Looking back at the past year my life has changed drastically. I was ending 2010, the year my marriage ended, on a hopeful note. I was in a relationship with a man who I adored, and I still had my home.
Looking back at 2011, this past year has been one of pain. Stress and anxiety over my divorce and finances. Emotional pain over a relationship that had brought me so much comfort in 2010.
2011 has also been one of loss.
Loss of love. I fell in love with a guy who seemed so perfect, however I don’t think I was perfect for him. He touched my heart in ways my ex-husband and even ex-boyfriends never could. When that relationship ended I swear he took my heart with him.
Loss of finances. My divorce and the cost of living in a home I could not afford drained my savings to levels where I didn’t think I’d ever see. Negative checking account balances still haunt me like a nightmare.

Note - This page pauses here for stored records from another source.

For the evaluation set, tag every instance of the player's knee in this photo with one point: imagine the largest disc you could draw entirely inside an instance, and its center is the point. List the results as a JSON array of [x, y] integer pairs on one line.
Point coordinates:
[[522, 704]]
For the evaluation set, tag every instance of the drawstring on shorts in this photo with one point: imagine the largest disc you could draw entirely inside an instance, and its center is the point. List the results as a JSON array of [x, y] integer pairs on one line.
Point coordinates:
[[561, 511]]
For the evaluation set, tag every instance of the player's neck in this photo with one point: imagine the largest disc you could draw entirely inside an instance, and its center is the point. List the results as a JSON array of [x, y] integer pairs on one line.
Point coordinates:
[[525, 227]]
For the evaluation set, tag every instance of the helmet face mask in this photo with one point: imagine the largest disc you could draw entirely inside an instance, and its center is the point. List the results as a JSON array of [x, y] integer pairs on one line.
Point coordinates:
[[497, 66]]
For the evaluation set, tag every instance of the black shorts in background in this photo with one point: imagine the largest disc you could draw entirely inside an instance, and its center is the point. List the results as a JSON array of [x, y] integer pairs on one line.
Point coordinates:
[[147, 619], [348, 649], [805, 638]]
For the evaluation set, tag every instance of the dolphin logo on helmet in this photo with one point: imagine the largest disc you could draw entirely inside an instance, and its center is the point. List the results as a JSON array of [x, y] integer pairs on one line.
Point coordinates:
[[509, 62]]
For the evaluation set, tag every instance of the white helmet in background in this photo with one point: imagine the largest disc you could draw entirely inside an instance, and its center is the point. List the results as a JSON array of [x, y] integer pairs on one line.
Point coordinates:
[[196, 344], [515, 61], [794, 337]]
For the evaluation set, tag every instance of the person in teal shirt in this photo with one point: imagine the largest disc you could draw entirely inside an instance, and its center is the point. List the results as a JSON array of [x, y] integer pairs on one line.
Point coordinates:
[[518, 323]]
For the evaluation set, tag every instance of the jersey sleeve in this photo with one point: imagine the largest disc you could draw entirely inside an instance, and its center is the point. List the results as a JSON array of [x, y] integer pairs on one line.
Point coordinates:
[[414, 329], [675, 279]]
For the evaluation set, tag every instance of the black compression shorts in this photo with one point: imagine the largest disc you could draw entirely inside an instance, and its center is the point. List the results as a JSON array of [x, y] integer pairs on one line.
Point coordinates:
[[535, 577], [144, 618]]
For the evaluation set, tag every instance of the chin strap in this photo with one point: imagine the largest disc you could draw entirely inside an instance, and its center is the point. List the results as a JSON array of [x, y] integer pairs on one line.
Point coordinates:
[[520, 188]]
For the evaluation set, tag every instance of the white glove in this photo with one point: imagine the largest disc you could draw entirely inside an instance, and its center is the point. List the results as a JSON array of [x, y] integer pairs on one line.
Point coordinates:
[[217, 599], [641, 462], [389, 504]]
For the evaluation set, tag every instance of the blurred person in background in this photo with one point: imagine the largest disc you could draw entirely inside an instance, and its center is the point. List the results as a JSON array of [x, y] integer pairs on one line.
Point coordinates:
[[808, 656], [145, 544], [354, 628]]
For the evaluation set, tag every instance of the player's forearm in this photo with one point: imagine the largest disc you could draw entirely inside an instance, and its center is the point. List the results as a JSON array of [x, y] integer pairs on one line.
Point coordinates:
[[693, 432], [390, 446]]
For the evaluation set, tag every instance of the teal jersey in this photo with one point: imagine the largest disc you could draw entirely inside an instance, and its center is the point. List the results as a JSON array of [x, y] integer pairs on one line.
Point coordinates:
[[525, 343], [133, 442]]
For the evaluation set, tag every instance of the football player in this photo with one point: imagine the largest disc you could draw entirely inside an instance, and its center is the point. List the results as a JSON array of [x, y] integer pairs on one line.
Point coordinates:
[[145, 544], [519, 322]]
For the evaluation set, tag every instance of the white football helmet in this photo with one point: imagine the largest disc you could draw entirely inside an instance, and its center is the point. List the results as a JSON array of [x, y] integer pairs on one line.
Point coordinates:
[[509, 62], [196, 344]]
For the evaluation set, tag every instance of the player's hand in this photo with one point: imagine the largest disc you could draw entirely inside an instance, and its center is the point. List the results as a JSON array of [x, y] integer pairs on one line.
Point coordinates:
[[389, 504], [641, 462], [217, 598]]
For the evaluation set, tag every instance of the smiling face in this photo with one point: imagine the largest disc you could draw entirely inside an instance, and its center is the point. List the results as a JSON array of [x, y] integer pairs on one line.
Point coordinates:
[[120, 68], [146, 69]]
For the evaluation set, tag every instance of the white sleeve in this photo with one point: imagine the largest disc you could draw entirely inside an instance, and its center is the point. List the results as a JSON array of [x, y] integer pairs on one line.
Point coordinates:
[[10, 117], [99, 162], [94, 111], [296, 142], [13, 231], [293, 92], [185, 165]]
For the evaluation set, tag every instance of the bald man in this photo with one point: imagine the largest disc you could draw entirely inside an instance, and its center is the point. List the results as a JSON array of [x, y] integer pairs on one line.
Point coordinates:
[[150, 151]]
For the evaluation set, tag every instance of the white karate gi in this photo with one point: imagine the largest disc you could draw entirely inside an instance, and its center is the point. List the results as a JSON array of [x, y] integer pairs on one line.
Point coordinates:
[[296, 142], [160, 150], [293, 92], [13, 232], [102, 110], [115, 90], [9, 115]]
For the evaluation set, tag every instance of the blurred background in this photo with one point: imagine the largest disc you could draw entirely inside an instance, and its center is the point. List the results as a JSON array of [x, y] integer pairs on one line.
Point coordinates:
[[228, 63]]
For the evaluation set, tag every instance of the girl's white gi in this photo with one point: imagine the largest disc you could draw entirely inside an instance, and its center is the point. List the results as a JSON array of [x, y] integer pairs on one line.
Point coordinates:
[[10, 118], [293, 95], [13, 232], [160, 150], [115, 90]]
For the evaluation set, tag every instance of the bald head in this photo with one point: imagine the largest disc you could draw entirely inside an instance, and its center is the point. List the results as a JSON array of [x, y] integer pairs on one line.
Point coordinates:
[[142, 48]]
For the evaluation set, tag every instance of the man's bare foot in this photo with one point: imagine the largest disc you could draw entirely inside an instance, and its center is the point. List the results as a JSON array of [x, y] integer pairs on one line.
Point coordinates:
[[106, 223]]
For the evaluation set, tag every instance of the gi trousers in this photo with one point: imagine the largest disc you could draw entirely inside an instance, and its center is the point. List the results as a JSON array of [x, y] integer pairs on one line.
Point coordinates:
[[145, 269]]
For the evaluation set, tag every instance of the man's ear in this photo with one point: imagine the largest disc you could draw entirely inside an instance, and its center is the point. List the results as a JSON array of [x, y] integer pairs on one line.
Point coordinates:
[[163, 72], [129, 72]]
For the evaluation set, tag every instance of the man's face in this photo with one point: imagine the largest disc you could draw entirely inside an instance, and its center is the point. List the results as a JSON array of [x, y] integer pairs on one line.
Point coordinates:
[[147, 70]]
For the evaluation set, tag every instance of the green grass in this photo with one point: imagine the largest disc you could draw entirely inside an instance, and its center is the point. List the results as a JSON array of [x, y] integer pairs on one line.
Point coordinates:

Loss of my home. My first home. The home I bought with my savings. The home I poured so much sweat and tears into the process of making it mine.
As you can see I have been waiting for 2011 to end for a long time now.
Moving to the City has been an effort to truly start my life over. In some ways I have been slowly easing into a life that has been less stressful. I do admit I do miss my home and what my life was like before my marriage ended, but in spite of it all I am happier.
About a month ago I had an offer for a better paying job. The better salary and steadier employment has been a godsend. It not only made the holidays less stressful, but gave me hope that a bad year was ending on a positive note. Hope that 2012 will be much kinder to me.